We are an active retired couple who like to spend January to April in Spain. Looking for a change of area and have decided on Almunecar. Can anyone recommend the best part of Almunecar to rent for that time. We like to be within walking distance of shops etc. Would not rule out an apartment, but not high rise, and must have a terrace.
Thanks. 🤓


----------



## Gardenofengland (Mar 2, 2017)

SueRYks said:


> We are an active retired couple who like to spend January to April in Spain. Looking for a change of area and have decided on Almunecar. Can anyone recommend the best part of Almunecar to rent for that time. We like to be within walking distance of shops etc. Would not rule out an apartment, but not high rise, and must have a terrace.
> Thanks. 🤓


We rent every winter in Almunecar. We love being in Taramay, Mediterranean Park area but it's a 30 min walk to town. If we wanted closer we would chose Velilla nice area plenty places open in the winter lots of nice mix of Northern European and a few English lovely sea front....but most properties are high rise. We looked at San Cristobel but a bit overcrowded for us. But there are some lower blocks in town on Europa street but a lot more people but you are near the lovely park.

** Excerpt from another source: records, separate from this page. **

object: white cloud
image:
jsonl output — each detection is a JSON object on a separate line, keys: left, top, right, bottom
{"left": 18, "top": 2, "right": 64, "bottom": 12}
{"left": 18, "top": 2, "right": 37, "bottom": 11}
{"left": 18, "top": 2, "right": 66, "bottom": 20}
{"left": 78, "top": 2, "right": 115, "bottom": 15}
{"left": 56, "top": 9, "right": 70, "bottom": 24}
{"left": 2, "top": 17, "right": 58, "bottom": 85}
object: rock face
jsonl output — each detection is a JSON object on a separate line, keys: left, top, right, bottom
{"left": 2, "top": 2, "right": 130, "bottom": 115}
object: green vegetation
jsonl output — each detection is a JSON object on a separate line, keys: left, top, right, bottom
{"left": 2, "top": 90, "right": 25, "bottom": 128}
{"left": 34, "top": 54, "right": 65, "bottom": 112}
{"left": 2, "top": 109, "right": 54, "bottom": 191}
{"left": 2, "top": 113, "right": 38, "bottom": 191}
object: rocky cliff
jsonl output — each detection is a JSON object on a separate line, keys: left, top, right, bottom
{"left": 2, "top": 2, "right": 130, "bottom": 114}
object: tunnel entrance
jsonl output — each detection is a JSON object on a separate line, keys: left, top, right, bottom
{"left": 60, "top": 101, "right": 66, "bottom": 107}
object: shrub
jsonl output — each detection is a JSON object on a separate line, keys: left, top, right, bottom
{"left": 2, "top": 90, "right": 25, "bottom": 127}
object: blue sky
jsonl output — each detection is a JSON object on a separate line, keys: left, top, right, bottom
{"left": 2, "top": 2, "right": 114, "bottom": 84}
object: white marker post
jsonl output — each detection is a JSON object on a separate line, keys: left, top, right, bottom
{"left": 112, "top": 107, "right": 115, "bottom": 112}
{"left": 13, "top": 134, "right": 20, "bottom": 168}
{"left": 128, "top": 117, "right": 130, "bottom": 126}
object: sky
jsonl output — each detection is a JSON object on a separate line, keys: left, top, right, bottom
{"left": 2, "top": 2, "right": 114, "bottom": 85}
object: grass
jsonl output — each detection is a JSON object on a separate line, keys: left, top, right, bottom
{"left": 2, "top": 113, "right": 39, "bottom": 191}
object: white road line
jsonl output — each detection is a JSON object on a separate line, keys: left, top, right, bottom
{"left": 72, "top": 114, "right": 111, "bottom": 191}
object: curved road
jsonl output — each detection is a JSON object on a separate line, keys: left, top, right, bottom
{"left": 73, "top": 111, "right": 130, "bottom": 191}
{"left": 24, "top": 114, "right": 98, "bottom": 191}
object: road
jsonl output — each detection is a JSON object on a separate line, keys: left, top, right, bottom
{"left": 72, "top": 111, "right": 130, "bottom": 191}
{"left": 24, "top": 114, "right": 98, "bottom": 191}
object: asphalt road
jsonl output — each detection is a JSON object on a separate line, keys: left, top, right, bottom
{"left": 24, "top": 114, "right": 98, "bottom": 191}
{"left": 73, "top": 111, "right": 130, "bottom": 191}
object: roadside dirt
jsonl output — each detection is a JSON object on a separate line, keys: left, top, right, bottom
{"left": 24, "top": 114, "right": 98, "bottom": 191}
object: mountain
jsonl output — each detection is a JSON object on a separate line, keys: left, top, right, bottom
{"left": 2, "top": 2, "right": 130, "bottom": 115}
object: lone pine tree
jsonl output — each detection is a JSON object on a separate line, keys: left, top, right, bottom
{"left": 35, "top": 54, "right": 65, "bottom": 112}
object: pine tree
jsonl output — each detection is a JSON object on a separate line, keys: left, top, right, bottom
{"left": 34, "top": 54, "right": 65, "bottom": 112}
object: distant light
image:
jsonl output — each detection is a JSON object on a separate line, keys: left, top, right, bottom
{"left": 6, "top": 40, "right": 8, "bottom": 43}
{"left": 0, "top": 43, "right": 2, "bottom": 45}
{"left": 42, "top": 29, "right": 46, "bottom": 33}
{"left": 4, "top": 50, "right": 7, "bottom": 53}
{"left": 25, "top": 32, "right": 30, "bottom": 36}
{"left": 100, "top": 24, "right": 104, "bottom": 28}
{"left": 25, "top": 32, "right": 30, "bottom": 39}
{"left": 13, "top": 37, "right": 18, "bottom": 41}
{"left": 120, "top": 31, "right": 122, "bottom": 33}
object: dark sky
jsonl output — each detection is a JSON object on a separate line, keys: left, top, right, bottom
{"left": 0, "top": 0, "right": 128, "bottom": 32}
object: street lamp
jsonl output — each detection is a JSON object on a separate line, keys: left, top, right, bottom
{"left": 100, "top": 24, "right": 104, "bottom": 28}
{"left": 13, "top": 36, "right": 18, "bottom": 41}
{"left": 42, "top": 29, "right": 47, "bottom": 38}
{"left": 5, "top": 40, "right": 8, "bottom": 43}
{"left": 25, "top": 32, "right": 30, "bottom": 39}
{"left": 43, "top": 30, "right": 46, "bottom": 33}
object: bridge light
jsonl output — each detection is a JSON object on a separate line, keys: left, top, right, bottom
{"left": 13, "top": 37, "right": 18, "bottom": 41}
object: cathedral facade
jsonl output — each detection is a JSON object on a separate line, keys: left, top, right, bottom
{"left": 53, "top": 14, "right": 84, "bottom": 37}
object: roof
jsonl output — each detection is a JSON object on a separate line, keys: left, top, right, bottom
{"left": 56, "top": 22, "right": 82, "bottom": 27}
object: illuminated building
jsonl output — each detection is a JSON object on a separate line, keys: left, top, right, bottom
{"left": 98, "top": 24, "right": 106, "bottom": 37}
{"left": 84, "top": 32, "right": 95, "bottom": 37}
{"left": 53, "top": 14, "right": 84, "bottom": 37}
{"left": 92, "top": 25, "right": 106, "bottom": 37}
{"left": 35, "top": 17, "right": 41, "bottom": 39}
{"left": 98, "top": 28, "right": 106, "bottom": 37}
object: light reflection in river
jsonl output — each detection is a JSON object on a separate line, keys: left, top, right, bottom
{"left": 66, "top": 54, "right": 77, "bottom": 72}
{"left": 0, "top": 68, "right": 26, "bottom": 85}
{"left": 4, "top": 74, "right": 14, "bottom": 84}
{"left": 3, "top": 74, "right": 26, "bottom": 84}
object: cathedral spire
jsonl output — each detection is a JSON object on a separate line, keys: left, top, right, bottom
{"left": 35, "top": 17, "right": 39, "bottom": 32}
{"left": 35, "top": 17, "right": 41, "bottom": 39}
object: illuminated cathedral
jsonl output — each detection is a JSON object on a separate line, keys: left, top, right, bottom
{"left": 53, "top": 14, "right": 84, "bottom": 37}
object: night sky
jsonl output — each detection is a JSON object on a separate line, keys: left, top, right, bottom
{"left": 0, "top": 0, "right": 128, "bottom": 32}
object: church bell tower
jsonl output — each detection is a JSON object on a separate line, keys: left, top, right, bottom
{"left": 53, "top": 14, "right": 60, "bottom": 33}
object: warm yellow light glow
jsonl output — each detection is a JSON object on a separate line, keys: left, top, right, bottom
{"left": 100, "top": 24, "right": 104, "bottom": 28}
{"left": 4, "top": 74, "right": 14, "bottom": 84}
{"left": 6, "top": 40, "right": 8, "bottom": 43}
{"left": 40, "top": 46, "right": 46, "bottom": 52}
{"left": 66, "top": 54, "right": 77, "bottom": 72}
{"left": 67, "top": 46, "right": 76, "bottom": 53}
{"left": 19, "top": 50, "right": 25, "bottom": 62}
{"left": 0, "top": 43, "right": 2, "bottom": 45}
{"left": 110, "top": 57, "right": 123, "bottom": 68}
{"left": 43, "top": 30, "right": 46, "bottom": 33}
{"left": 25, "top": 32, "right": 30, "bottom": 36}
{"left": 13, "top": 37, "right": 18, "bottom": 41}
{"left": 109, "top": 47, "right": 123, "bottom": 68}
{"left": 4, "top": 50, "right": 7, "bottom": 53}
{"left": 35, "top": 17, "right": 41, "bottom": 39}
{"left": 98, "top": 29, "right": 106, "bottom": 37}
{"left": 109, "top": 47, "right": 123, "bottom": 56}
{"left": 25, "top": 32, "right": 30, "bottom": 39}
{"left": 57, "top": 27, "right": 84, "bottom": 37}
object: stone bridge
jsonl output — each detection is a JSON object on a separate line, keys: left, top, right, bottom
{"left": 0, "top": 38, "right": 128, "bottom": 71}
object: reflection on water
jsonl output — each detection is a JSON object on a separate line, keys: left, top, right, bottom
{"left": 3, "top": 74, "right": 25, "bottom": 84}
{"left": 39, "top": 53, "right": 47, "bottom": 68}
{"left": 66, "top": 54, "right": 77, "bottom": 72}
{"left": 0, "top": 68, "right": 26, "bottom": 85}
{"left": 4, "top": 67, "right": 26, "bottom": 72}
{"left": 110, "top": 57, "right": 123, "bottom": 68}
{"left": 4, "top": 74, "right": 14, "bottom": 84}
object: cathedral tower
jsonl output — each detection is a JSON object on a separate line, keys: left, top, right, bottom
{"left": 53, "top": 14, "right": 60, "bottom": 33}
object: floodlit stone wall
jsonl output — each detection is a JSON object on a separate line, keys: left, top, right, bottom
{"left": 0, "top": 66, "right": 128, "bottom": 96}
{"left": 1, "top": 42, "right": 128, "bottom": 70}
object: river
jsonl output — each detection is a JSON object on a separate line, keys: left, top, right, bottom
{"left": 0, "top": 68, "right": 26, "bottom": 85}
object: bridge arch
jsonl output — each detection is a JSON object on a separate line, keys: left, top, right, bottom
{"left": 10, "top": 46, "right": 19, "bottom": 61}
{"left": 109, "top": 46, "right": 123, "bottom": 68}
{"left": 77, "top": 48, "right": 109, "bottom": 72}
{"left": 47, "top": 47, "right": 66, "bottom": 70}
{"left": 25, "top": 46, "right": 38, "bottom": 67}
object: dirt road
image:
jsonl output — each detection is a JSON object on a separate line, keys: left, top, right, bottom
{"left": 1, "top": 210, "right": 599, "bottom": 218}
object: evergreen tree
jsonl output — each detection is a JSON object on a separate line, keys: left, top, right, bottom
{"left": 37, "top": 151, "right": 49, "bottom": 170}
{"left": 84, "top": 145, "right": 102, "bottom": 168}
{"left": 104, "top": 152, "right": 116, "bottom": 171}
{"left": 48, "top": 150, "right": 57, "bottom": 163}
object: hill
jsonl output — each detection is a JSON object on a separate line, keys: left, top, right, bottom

While we can still do the walk we prefer outside but there is a local bus if you want it.. Looking forward to our late summer stay in Sept then back again in early Jan.


----------



## SueRYks (Jul 22, 2017)

*renting*

thank you so much for your helpful reply, we will explore those areas further.


----------



## SueRYks (Jul 22, 2017)

*Visit*

We have now done some more research and have booked a week in October to look at some apartments. Hope we are not disappointed. Really looking forward to exploring the area.


----------